Çok iyi bir yazıydı gerçekten. Remzi bir başka etkiledi...
Teşekkürler paylaşım için.
Saygıyla
Suat Zobu
Asıl ben teşekkür ederim.
Ne güzel bir tanımlama "eskiden insanların sorumluluğu vardı. Hatta çocukların bile!"
Aynen öyle.
Hatta öğretmenlerin bile.
"Alzhimer Değilmiş Meğerse" isimli bir yazım var. Okumadınızsa öneririm. Ortaokuldaki öğretmenimi aradım. Aradan tam 45 yıl geçmiş. Adam, adımla, soyadımla, boyumla, posumla, nereli olduğumla, sınıfta hangi sırada oturduğumla ilgili bilgileri şak diye saydı. Matematik sınavlarında bir kaç arkadaşım ve bana "9,5'tan 10 alırsanız sizi döverim. Direk 10 alacaksınız" diyen öğretmenim.
Babanızın ağlamasını da çok iyi anlıyorum. Allah sağlık sıhhat versin.
O öğrenciyi kendi çocuğu gibi sevmese, ilgilenmese sevincinden ağlar mıydı?
Kısaca; güzel yorumunuz için çok teşekkür ederim.
İyi ki varsınız.
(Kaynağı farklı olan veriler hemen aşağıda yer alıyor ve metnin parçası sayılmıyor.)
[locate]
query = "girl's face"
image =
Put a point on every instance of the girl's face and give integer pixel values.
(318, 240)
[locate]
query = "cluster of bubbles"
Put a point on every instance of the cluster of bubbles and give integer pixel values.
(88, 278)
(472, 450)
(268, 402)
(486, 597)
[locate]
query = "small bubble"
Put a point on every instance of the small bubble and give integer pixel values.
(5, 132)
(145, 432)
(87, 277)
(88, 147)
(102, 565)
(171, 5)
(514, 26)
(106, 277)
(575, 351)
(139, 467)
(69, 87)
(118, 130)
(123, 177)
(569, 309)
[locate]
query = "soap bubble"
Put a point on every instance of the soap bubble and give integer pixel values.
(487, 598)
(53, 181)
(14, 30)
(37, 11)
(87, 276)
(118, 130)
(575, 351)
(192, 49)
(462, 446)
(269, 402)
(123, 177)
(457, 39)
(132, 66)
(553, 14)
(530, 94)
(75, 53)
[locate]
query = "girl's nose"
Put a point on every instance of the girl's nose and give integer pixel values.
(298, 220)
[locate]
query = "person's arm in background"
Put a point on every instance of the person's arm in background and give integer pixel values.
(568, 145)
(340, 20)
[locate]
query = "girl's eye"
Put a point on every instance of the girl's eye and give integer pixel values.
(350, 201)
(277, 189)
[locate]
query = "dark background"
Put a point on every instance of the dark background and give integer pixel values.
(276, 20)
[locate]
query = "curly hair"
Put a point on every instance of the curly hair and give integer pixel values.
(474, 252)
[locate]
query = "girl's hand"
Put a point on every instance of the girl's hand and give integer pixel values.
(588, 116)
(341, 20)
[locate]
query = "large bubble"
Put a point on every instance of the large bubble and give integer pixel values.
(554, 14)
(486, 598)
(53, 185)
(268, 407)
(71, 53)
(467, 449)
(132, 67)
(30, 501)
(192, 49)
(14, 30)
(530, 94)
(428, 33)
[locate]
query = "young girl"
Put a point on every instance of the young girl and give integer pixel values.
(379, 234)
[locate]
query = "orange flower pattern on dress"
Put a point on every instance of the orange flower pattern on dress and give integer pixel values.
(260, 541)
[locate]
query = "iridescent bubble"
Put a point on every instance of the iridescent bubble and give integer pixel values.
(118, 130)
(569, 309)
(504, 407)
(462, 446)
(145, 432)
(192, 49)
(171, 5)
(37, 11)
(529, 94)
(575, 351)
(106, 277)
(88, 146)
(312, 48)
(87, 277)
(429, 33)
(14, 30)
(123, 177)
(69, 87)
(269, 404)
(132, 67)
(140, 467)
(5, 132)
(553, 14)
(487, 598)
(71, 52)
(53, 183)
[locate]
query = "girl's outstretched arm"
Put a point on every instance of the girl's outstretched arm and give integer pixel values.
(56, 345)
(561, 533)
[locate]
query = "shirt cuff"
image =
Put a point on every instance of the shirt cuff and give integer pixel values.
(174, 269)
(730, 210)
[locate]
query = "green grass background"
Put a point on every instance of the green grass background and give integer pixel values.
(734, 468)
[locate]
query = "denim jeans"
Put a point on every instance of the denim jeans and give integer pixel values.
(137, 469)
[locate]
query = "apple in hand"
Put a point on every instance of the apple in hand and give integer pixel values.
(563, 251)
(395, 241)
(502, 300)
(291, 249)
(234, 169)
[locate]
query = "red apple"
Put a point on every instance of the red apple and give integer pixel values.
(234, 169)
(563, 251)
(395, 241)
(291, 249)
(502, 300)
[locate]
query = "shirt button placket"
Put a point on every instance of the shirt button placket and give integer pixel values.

Hep olun lütfen.
Selam ve saygılarımı gönderiyorum.
Her zamanın bir ruhu olduğu gibi bir de ruhsuzluğu var galiba...
Bunlar birbirini koşulluyor aynı zamanda...
İnsanlar metropollerde yoğunlaştıkça, daha sık temas ettilçe maddiyatlarına daha çok sarılıyor, bu durumun getirdiği daha sık uyarılmanın sonunda var oluşlarının koşulunu ve imkanını buna indirgiyor ve maddiyatlarını (imkanlarını) ilahlaştırıyor/putlaştırıyor...
Başka bir ifadeyle zamane insanı bu yoğunluk/izdiham içinde ayaklar altında kalma korkusu duyuyor, bu korkuyla da daha kaygılı, bencil hatta saldırgan oluyor...
O kadar zavallılaşıyor ki bütün ufku son model bir cep telefonu oluyor; bu da zamanın ruhsuzluğunu özetlemeye yeter sanırım...
Tabii, söz konusu korkuyu ilk önce duyan bu kuşak değil onun anası-babası idi...
Bu sürç bizde daha hızlı yaşandığı için durumun bütünselliğini anlamak daha kolay gibi...
Böyle yorumladım, ustam...
Saygılarımla.
Suat Zobu
Ziyaretinizle, yorumlarınızla her zaman onur verdiniz. Her zaman mutlu ettiniz sağ olun.
Selam ve saygılarımla sağlıklı günler dilerim. Var olun.